Dominique DaCruz had a job many would envy.
As the wine director at Sierra Mar, a restaurant in Central California with cliff-side views of the Pacific Ocean, he helped curate a 22,000-bottle, award-winning wine cellar. He traveled the world in search of rare wines for clients. His wife, Lauren, was a pastry chef at the restaurant.
But after more than two decades at Sierra Mar, DaCruz and his wife recently struck out on their own, launching a novel online wine business. And last month, they moved into their new home in El Paso.
“It’s a little scary taking that leap of faith,” Lauren DaCruz, 34, said. “It has also been a longtime dream of ours. It has been on our minds and hearts for many years, and everything just came together.”
DaCruz said her sister has lived in El Paso for several years, and the couple was introduced to the city visiting her. They plan to divide their time between their homes in Monterey, California, and El Paso’s Upper Valley, spending the majority of the year here.
“It’s not that we were seeking out El Paso,” Dominique DaCruz, 48, said. “Eventually, El Paso sought us out. Something got under our skin, and there you have it.”
His wife added, “El Paso has a very unique culture. Honestly, we were drawn to the people – the warmth and genuine kindness. And the pace of life.

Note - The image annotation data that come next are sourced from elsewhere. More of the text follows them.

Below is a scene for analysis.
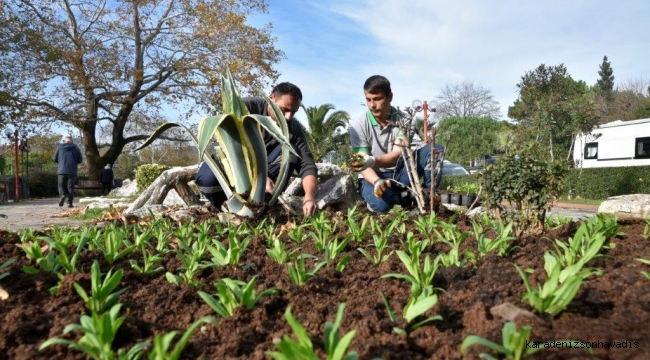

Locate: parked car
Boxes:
[442,160,469,175]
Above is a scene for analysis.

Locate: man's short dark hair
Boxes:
[363,75,393,96]
[271,82,302,102]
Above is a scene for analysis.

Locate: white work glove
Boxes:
[374,179,390,198]
[350,154,375,172]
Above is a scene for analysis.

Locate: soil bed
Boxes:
[0,205,650,359]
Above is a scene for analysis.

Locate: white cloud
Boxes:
[260,0,650,124]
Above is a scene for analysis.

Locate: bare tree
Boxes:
[598,78,650,123]
[437,81,501,119]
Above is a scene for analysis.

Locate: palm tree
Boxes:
[301,104,350,162]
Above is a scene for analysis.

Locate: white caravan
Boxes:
[573,119,650,168]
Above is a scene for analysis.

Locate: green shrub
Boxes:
[479,149,569,236]
[440,174,479,190]
[135,164,169,191]
[563,166,650,199]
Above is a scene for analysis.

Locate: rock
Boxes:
[316,163,343,182]
[598,194,650,220]
[281,172,361,214]
[163,189,187,206]
[490,302,542,322]
[316,172,360,211]
[467,206,487,219]
[108,179,138,197]
[284,177,305,196]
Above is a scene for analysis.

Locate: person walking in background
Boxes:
[99,164,113,196]
[52,135,83,208]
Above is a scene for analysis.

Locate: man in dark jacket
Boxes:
[99,164,113,195]
[52,136,82,208]
[195,82,318,216]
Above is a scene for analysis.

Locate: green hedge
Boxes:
[564,166,650,199]
[135,164,170,192]
[440,174,478,190]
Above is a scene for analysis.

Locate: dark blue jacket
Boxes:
[52,143,82,175]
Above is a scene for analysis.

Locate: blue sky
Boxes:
[254,0,650,125]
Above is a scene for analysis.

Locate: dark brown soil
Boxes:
[0,205,650,359]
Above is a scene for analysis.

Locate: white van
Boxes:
[573,119,650,168]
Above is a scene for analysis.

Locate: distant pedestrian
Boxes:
[52,135,83,208]
[99,164,113,196]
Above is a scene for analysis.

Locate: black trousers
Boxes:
[102,183,111,195]
[57,174,77,205]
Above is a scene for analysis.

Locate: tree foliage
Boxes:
[508,64,598,160]
[436,82,501,119]
[436,117,512,166]
[598,78,650,123]
[302,104,350,162]
[596,56,614,101]
[0,0,283,177]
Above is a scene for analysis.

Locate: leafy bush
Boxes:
[479,148,569,236]
[135,164,169,191]
[563,166,650,199]
[440,174,479,189]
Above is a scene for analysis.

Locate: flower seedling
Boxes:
[433,223,476,267]
[198,275,280,317]
[515,252,596,316]
[381,250,438,296]
[345,207,371,242]
[266,303,359,360]
[72,261,127,313]
[0,259,16,280]
[460,321,593,360]
[93,224,136,264]
[38,304,149,360]
[129,243,165,274]
[307,212,334,252]
[472,221,517,257]
[165,238,208,287]
[632,259,650,280]
[413,212,440,241]
[208,230,252,266]
[287,254,327,285]
[357,235,393,266]
[266,235,300,265]
[149,316,217,360]
[380,286,442,335]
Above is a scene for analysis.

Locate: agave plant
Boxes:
[136,71,298,217]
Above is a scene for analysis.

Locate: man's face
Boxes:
[268,94,300,121]
[363,90,393,121]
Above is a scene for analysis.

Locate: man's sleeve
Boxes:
[75,147,83,164]
[291,123,318,179]
[350,114,370,154]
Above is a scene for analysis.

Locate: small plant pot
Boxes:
[461,194,476,207]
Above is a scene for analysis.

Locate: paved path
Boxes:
[0,198,83,231]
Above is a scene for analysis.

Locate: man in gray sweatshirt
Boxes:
[52,135,82,208]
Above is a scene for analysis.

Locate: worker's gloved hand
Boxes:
[349,154,375,172]
[374,179,390,197]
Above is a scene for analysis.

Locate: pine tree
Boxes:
[597,56,614,101]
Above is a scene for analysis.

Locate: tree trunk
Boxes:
[124,165,199,214]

“It’s just one of those rare places where people stop to enjoy things.”
Last year, the couple launched Dezilu Wine Co., an online business that connects people with wines. Through their website, they offer everything from an email newsletter to rare wine acquisition and cellar building.

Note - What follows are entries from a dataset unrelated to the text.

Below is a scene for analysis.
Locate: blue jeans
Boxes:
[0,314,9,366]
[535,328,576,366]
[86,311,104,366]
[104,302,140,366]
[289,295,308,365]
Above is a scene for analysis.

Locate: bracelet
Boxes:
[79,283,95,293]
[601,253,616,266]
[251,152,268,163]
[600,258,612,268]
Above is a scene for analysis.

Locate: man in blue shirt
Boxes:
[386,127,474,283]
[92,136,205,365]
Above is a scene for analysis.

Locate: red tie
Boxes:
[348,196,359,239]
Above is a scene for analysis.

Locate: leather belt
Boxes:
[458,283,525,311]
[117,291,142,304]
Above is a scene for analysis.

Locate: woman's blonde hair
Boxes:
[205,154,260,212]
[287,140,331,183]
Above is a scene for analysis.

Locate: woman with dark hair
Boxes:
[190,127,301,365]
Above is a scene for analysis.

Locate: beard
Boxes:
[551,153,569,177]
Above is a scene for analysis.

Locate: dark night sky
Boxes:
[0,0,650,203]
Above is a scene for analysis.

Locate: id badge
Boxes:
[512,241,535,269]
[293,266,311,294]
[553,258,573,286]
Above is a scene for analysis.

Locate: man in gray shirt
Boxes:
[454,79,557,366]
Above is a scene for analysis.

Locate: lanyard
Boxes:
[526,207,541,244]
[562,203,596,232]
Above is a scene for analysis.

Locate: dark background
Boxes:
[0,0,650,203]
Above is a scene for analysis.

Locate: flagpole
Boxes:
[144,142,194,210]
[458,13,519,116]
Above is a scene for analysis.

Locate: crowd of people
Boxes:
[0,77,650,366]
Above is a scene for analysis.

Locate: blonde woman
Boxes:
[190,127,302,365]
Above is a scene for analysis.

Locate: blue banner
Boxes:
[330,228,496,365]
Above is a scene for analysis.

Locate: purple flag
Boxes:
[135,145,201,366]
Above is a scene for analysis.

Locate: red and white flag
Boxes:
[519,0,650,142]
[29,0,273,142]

They work with hosts to curate special events with wine pairings. And also have a wine club with subscription boxes, which they call discovery packages. The wines they hunt down from vineyards across the globe come with personalized notes and information about the winemakers.
The couple is developing a special subscription aimed at El Paso with wines that are appropriate for this region and the hot weather. And are offering El Pasoans one free bottle of wine when they sign up for a subscription box.
They admitted that El Paso’s wine culture is in its infancy, but they like it that way. Wine businesses like theirs tend to cluster on the coasts and cater to wine collectors and buyers there, and they like the idea of being where everybody else is not. And, of course, there are many wineries in nearby New Mexico.
The couple said they have found that El Pasoans are generally open to discovering more about wine. And, by coincidence, it turns out their neighbor is building a wine cellar.
“It’s not up on the surface,” Lauren DaCruz said. “But I think there is a percentage, even if it’s small, of people that are curious about wine.”